Cada día, muchos profesionales sobrepasados física y emocionalmente optan por rendirse a la evidencia: nadie con poder oirá sus voces ni les prestará la menor ayuda. La única escapatoria es la jubilación anticipada con merma económica o la búsqueda de una invalidez. En el otro lado del espectro de edad, los jóvenes se percatan de que esto no va a cambiar nunca gobiernen los tirios o los troyanos, y optan por la emigración, por cambiar de especialidad o simplemente de profesión.
Punto crítico, pues. Hacer algo es lo contrario de no hacerlo.
De continuar con la inercia, el punto justo donde estamos, permitimos la agonía de la Atención Primaria y dejamos atrás a millones de ciudadanos. A la chita callando, de un modo cobarde, venimos a proclamar: "no hay futuro, oiga; búsquense algo", siendo ese algo el aseguramiento privado.
Apuntar una solución excede el objetivo de este artículo y la capacidad del que lo escribe. Si el eje y articulador de la atención sanitaria al ciudadano es el primer nivel, este debe ponerse en valor y prestigio. Y, para ello, nada mejor que permitirle hacer sus funciones con dignidad. Para dicho objetivo,
los sectores implicados tendrán forzosamente que renegociar presupuestos, contenidos y personal sobre una base realista, y el ojo puesto en la crisis de recursos humanos en la que estamos inmersos.
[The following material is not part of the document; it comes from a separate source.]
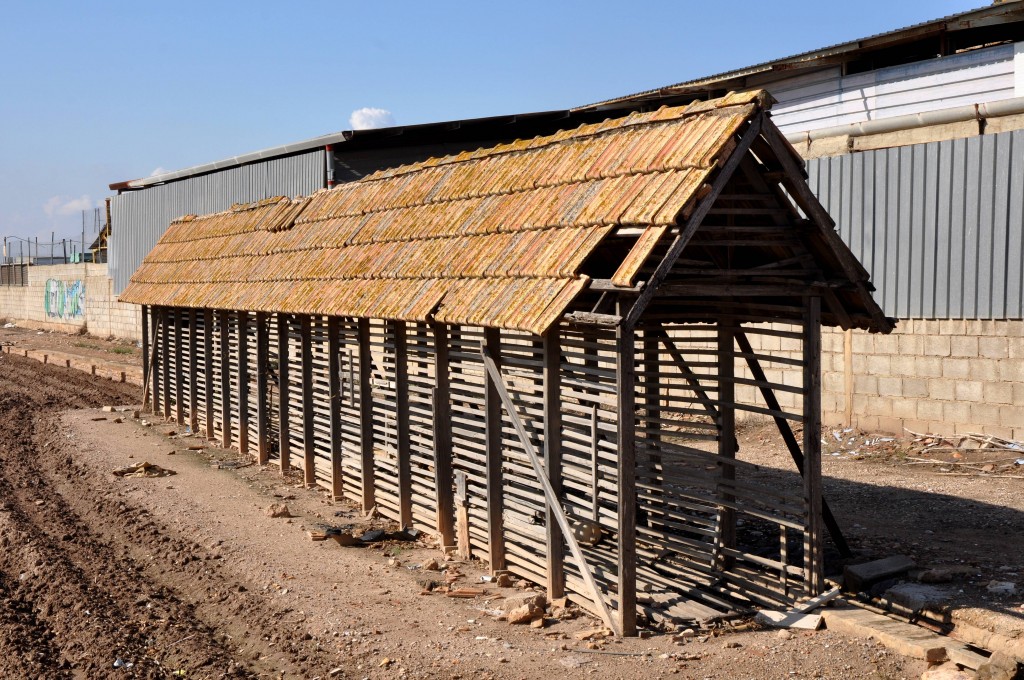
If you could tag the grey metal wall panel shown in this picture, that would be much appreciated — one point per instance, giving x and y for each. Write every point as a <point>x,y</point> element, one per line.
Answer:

Ya no se trata de alardear con cifras de atención, sino de evaluar el significado real de las cifras, y ver en qué medida se adecúan a las necesidades reales de la ciudadanía, que son muy diferentes de un barrio al otro.
Colectivos de especial fragilidad o necesidades singulares, crónicos de diversa índole, mayores, dependientes y tributarios de cuidados paliativos deben ser representados y oídos articulando nuevos esquemas de atención que huyan del paternalismo buenista y que, por el contrario, afronten debidamente las carencias.
El gobernante se encuentra, pues, ante el brete de mantener Atención Primaria como un infierno profesional o, por el contrario, hacer de él un lugar ilusionante. Y, realmente, no es imposible. Solo hay que querer gobernar (bien).